Lorsque les images apparaissent, c’est une redécouverte totale du lieu. Certain propriétaires des appartements restent avec nous. Ils découvrent les projections, et sont complètement fascinés. Ils vivent là, au quotidien, et tout à coup arrivent des lumières sur leur plafond, leur cuisine, leur chambre…
Il y a un côté inattendu et surprenant. Nous ne voyons pas tout de suite certains mouvements de lumière, c’est après que nous les découvrons, en regardant les images captées. Mais avec l’image tout est très aplati, la projection réelle est beaucoup plus impressionnante. La caméra exclue certaines choses : par exemple le fait de se balader dans l’appartement donne une autre dimension.
© Antoine Levi et Romain Alary
Votre regard par rapport à Paris a-t-il changé depuis le début du projet ?
Désormais, nous sommes beaucoup plus à la recherche d’endroits intéressants. Pendant un moment, nous voulions projeter la tour Eiffel, donc nous avons cherché tous les meilleurs angles pour capter cette image. Aujourd’hui, notre vision de Paris a pris cette perspective de recherche.

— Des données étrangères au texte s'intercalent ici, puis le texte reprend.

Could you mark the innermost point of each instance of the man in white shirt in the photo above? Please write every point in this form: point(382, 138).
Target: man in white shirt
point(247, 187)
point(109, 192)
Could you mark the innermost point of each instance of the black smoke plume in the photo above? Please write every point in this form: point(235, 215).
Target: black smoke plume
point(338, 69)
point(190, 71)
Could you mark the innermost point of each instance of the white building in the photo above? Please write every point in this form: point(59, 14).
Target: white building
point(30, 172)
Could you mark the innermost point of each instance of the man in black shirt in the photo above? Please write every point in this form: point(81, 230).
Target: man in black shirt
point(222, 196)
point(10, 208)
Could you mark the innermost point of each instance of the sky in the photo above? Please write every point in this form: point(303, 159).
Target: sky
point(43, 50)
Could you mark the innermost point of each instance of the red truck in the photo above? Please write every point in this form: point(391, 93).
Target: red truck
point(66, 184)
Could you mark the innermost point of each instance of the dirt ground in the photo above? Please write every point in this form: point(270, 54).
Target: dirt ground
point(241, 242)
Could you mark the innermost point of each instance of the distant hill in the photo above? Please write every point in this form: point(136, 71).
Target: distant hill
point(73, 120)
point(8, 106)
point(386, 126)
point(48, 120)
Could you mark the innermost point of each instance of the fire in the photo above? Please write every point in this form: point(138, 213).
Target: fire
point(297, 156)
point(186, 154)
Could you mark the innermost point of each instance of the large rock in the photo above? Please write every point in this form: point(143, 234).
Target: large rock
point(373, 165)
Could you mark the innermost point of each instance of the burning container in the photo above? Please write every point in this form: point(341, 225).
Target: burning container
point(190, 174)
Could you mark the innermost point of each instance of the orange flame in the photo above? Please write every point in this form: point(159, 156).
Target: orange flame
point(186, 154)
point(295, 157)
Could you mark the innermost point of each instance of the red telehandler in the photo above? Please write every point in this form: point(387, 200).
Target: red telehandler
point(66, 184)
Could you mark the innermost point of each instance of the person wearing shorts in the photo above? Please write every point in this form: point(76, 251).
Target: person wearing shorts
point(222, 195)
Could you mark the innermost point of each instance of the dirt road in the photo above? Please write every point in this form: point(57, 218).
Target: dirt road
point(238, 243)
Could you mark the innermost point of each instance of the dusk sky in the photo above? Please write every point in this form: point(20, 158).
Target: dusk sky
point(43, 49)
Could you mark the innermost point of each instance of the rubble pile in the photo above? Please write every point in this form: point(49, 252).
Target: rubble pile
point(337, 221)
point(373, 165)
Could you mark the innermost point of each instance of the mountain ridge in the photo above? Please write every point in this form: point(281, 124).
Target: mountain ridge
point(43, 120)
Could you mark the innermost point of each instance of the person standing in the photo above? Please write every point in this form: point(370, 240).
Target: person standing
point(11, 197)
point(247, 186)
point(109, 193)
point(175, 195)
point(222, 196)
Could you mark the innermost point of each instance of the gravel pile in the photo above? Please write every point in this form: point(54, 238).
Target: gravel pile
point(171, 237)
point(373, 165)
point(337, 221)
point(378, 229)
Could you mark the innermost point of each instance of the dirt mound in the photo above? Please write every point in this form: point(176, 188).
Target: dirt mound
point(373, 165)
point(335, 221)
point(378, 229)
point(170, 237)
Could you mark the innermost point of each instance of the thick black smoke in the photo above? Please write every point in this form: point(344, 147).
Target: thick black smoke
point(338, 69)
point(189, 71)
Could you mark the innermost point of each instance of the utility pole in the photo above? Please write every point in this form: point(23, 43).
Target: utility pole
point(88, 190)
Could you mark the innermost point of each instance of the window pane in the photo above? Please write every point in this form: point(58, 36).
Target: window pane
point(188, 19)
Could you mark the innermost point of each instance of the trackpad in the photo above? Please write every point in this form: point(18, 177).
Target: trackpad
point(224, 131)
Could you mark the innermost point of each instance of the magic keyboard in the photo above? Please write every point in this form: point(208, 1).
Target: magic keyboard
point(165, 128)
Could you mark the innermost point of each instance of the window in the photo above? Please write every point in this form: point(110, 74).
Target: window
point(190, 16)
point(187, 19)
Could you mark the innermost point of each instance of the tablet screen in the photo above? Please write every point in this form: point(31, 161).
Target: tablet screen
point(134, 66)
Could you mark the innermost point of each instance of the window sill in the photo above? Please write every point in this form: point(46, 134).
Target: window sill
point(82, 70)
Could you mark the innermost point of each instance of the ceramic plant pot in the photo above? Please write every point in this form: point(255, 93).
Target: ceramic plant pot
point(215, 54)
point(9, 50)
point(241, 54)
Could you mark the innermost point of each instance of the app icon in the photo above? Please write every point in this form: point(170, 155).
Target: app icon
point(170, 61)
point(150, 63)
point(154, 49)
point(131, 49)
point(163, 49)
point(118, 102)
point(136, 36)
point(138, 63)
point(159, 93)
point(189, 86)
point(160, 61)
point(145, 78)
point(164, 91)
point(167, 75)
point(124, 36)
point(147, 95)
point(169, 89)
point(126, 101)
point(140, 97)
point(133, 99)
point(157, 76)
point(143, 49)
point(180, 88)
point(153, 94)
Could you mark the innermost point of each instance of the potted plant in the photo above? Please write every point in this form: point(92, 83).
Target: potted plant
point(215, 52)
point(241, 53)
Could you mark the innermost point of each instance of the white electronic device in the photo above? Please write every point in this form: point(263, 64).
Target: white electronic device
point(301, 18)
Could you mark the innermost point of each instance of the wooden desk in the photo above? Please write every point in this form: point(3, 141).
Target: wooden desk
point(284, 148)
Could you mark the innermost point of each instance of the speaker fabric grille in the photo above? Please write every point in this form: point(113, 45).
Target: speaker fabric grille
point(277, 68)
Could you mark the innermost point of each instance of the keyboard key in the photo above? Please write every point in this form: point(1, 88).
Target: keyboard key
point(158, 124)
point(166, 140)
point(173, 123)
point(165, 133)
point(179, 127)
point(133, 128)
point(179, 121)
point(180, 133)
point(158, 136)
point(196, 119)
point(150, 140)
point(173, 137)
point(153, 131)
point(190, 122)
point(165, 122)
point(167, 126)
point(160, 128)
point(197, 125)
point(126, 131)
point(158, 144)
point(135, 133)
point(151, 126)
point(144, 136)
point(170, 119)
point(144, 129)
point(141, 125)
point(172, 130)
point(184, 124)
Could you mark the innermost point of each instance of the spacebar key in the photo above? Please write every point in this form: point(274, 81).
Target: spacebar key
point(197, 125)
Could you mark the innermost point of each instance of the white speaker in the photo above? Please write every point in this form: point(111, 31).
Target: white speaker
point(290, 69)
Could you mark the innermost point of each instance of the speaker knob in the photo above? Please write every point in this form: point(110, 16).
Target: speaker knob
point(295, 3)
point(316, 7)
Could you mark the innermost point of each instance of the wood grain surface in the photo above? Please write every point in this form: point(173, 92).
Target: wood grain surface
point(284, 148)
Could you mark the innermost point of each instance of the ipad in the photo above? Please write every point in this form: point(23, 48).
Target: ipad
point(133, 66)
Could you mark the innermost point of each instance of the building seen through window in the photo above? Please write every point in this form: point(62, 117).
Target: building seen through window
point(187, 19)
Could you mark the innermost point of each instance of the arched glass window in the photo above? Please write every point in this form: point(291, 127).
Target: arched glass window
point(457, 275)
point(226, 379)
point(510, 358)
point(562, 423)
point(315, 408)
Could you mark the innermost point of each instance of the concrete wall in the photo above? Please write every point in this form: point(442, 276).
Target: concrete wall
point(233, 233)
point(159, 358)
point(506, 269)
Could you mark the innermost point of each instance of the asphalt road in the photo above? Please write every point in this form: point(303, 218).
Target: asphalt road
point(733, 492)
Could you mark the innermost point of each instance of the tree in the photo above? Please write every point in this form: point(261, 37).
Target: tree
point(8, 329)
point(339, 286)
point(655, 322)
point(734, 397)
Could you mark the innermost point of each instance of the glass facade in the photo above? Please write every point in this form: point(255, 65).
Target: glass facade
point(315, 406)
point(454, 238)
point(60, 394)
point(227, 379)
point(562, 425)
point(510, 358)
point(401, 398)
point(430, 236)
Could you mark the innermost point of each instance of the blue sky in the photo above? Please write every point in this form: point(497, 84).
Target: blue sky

A l’avenir, si nous réussissons à obtenir un financement, nous pourrons alors louer des appartements ou des chambres d’hôtel, que nous aurons délibérément choisi.
Actuellement, même si nous arrivons à avoir plus ou moins ce que nous voulons, nous sommes obligés de nous adapter aux lieux proposés par les gens. Par exemple, nous avons eu un appartement avec des grilles devant la fenêtre, nous avons été contrains du faire avec. Nous sommes toujours confronté à des choses un peu étranges, donc nous composons avec.
© Antoine Levi et Romain Alary
Y a-t-il des lieux qui vous font fantasmer pour ce projet ?
Nous aimerions beaucoup projeter en direct dans le cadre d’une exposition. Les gens se retrouveraient à marcher au plafond.
Avez-vous beaucoup de projets à venir ?
Énormément. Dans un premier temps, finir ce qui est en cours, et dans un second, nous aimerions beaucoup faire voyager le projet. Nous avons aussi beaucoup d’idées liées au bunker et aux blockhaus, nous aimerions travailler dans les bois, ou utiliser un camion.